Il Dipartimento punta inoltre a rafforzare il proprio ruolo di motore di innovazione. Tra gli strumenti indicati figurano gli spin off universitari, le attività di conto terzi, i Contamination Lab dedicati all’imprenditorialità, gli Hackathon per la progettazione collaborativa e le iniziative di Public Engagement pensate per avvicinare la cittadinanza al patrimonio di conoscenze dell’ateneo.
Un’attenzione particolare sarà riservata all’Ufficio Placement, considerato un nodo cruciale per accompagnare studenti e laureati verso il mondo del lavoro, favorendo l’incontro tra competenze accademiche e fabbisogni del sistema produttivo.
La crescita del Dipartimento passa anche dalla costruzione di una rete di collaborazioni con le principali realtà del territorio: dal Polo Scientifico Tecnologico Ambientale al nascente Dipartimento di Medicina, dal Politecnico di Bari al Distretto Aerospaziale di Grottaglie, fino alla Marina Militare e al MArTA. Interlocutori ritenuti fondamentali per sviluppare progetti comuni e valorizzare le eccellenze locali.

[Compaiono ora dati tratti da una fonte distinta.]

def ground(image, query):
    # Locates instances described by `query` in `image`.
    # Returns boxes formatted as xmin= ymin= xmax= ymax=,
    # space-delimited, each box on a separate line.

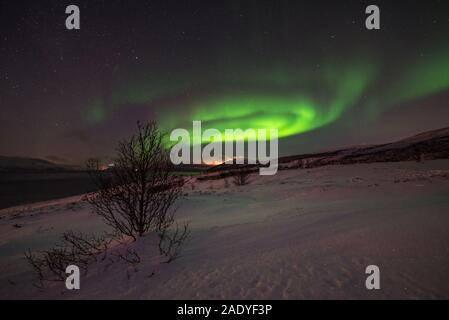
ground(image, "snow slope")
xmin=0 ymin=160 xmax=449 ymax=299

Lo sguardo è rivolto anche alle opportunità che si aprono nei prossimi anni: le risorse del Just Transition Fund, gli investimenti legati ai Giochi del Mediterraneo 2026, le attività del Tecnopolo Mediterraneo per lo Sviluppo Sostenibile. Ambiti nei quali, secondo Pardolesi, l’università è chiamata a offrire competenze, capacità progettuale e visione.
La conferma del direttore segna dunque la continuità di un progetto che punta a rendere il Dipartimento Jonico sempre più parte integrante della vita della città, un luogo in cui formazione, ricerca e impegno civile si intrecciano per contribuire alla costruzione di un modello di sviluppo fondato su conoscenza, innovazione e sostenibilità.